Search code examples
pythonlistlambdastartswith

Most efficient way to get first value that startswith of large list


I have a very large list with over a 100M strings. An example of that list look as follows:

l = ['1,1,5.8067',
     '1,2,4.9700',
     '2,2,3.9623',
     '2,3,1.9438',
     '2,7,1.0645', 
     '3,3,8.9331',
     '3,5,2.6772',
     '3,7,3.8107',
     '3,9,7.1008']

I would like to get the first string that starts with e.g. '3'.

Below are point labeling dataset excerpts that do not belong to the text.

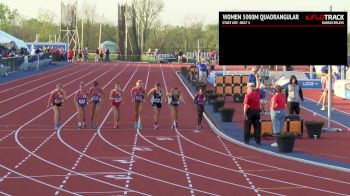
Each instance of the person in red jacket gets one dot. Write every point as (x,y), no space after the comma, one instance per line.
(278,115)
(116,99)
(57,96)
(199,102)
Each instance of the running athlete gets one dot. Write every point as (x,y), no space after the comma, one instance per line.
(156,96)
(174,98)
(96,93)
(116,98)
(138,97)
(199,101)
(81,100)
(57,96)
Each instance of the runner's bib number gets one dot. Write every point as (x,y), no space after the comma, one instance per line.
(117,99)
(82,101)
(96,98)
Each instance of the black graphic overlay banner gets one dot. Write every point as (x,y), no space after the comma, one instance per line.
(283,38)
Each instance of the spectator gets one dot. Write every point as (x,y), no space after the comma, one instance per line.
(107,55)
(70,56)
(278,115)
(253,78)
(199,101)
(251,112)
(61,54)
(97,53)
(203,68)
(325,80)
(294,95)
(101,52)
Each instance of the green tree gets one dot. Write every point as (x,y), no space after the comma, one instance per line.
(7,17)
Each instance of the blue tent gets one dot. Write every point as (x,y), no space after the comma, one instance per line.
(10,41)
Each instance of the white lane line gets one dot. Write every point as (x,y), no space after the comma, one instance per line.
(37,87)
(38,181)
(33,119)
(28,156)
(40,78)
(22,106)
(185,166)
(134,148)
(240,168)
(59,166)
(92,138)
(213,128)
(30,102)
(75,164)
(266,152)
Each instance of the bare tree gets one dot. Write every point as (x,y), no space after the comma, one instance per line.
(145,12)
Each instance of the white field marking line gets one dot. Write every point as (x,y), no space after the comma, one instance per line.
(38,181)
(89,143)
(169,167)
(240,168)
(334,108)
(188,178)
(253,148)
(37,87)
(27,157)
(266,152)
(40,78)
(133,149)
(30,76)
(64,175)
(33,119)
(113,166)
(61,167)
(67,176)
(22,106)
(6,136)
(189,181)
(321,115)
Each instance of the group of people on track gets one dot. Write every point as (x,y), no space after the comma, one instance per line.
(95,94)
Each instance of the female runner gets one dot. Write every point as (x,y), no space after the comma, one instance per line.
(156,96)
(56,99)
(174,98)
(116,98)
(96,93)
(81,100)
(138,97)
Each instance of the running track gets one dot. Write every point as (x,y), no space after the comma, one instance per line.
(35,160)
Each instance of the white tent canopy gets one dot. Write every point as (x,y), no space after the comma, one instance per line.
(10,41)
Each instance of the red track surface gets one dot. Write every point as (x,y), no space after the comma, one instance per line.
(35,160)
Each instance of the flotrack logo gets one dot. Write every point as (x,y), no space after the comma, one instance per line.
(326,18)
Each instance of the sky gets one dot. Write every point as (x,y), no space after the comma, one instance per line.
(175,11)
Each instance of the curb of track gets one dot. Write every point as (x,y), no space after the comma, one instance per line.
(275,154)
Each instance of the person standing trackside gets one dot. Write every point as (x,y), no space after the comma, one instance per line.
(203,68)
(251,111)
(294,95)
(278,115)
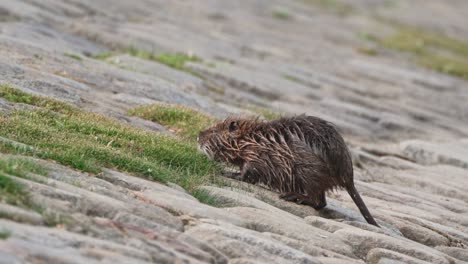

To do so, I have used a lambda iterator followed by next() to get the first item:

next(filter(lambda i: i.startswith('3,'), l))
Out[1]: '3,3,8.9331'

Considering the size of the list, this strategy unfortunately still takes relatively much time for a process I have to do over and over again. I was wondering if someone could come up with an even faster, more efficient approach. I am open for alternative strategies.


Solution

  • I have no way of testing it myself but it is possible that if you will join all the strings with a char that is not in any of the string:

    concat_list = '$'.join(l)
    

    And now use a simple .find('$3,'), it would be faster. It might happen if all the strings are relatively short. Since now all the string is in one place in memory.


    If the amount of unique letters in the text is small you can use Abrahamson-Kosaraju method and het time complexity of practically O(n)


    Another approach is to use joblib, create n threads when the i'th thread is checking the i + k * n, when one is finding the pattern it stops the others. So the time complexity is O(naive algorithm / n).